Ich betrachte die Poesie als ein Zwischending, einen Übergang von der Musik zur Prosa. Wie die Musik ist die Poesie durch rhythmische Gesetze eingeschränkt, die, selbst wenn es nicht die starren Gesetze der Metrik sind, doch als Richtlinien, Zwänge und automatische Vorrichtungen zur Einengung und Züchtigung wirken. In der Prosa reden wir frei. Wir können musikalische Rhythmen einbeziehen und dennoch denken. Wir können poetische Rhythmen einbeziehen und dennoch außerhalb bleiben. Ein gelegentlicher Versrhythmus stört die Prosa nicht; ein gelegentlicher Prosarhythmus hingegen macht den Vers holprig.

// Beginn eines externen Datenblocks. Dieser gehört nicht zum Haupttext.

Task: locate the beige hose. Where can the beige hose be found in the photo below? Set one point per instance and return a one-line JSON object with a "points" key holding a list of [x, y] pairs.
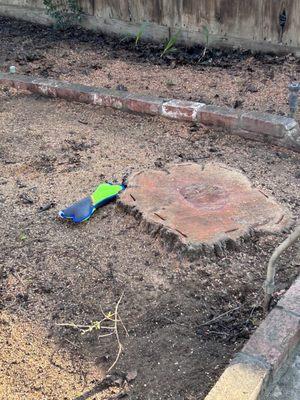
{"points": [[269, 285]]}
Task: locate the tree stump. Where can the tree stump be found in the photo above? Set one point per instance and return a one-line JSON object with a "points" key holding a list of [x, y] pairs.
{"points": [[201, 208]]}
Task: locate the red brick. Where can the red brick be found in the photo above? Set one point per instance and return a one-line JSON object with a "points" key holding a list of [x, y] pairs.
{"points": [[273, 125], [219, 116], [275, 338], [181, 110], [143, 104]]}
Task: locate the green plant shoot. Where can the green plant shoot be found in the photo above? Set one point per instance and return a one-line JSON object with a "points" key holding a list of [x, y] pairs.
{"points": [[169, 47]]}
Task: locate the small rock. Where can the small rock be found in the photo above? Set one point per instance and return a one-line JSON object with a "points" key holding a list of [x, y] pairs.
{"points": [[251, 88], [122, 88], [131, 375], [238, 103], [25, 198]]}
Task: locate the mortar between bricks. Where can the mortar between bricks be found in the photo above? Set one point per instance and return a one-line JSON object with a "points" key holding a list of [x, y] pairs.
{"points": [[274, 129]]}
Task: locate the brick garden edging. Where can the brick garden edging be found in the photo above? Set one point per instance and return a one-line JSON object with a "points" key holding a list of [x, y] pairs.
{"points": [[263, 356], [273, 129]]}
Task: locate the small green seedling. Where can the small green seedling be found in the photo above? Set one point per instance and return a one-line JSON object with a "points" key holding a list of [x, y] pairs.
{"points": [[206, 35], [170, 83], [206, 41], [169, 47], [140, 33], [23, 236]]}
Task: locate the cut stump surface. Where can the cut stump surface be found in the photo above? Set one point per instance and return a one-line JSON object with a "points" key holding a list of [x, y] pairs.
{"points": [[197, 208]]}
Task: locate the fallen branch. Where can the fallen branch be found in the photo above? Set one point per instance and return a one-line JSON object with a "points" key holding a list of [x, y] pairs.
{"points": [[110, 317]]}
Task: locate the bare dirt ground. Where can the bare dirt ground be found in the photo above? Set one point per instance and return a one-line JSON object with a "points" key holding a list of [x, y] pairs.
{"points": [[53, 153], [235, 79]]}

Die Prosa umfaßt die gesamte Kunst – einesteils, weil im Wort die ganze Welt enthalten ist, andernteils, weil das freie Wort alle Möglichkeiten enthält, die Welt zu beschreiben und zu denken. In der Prosa geben wir alles transponiert wieder: Farbe und Form, die Malerei nur direkt, in ihnen selbst und ohne innere Dimension wiedergeben kann; Rhythmus, den Musik nur direkt vermitteln kann, in ihm selbst, ohne Formgestalt noch jene zweite Gestalt der Idee; Struktur, die der Architekt aus vorgegebenen, haften, äußeren Dingen schaffen muß, können wir in Rhythmen, Verzögerungen, Abfolgen und flüssigem Stil herstellen; die Wirklichkeit, die der Bildhauer in der Welt zurücklassen muß, ohne Aura noch Transsubstantiation; und schließlich die Poesie, in welcher der Dichter, wie der Initiierte eines okkulten Ordens, sich (wenn auch freiwillig) einem Rang und einem Ritual beugt.
Ich bin überzeugt, daß in einer ideal zivilisierten Welt Prosa die einzige Kunst sein wird. Wir ließen die Sonnenuntergänge Sonnenuntergänge sein und würden die Kunst nur darauf verwenden, sie verbal zu verstehen und in eine verständliche Farbenmusik zu transponieren. Wir ließen die Körper Körper sein und keine Skulpturen, sie behielten ihre lebendige Kontur und ihre sanfte Wärme, die wir sehen und berühren. Wir erbauten Häuser, nur um in ihnen zu wohnen, was letztlich ihre Bestimmung ist. Die Poesie bliebe, damit die Kinder der künftigen Prosa näherkämen, denn die Poesie ist gewiß etwas Kindliches, Mnemonisches, ein Behelf und ein Beginn.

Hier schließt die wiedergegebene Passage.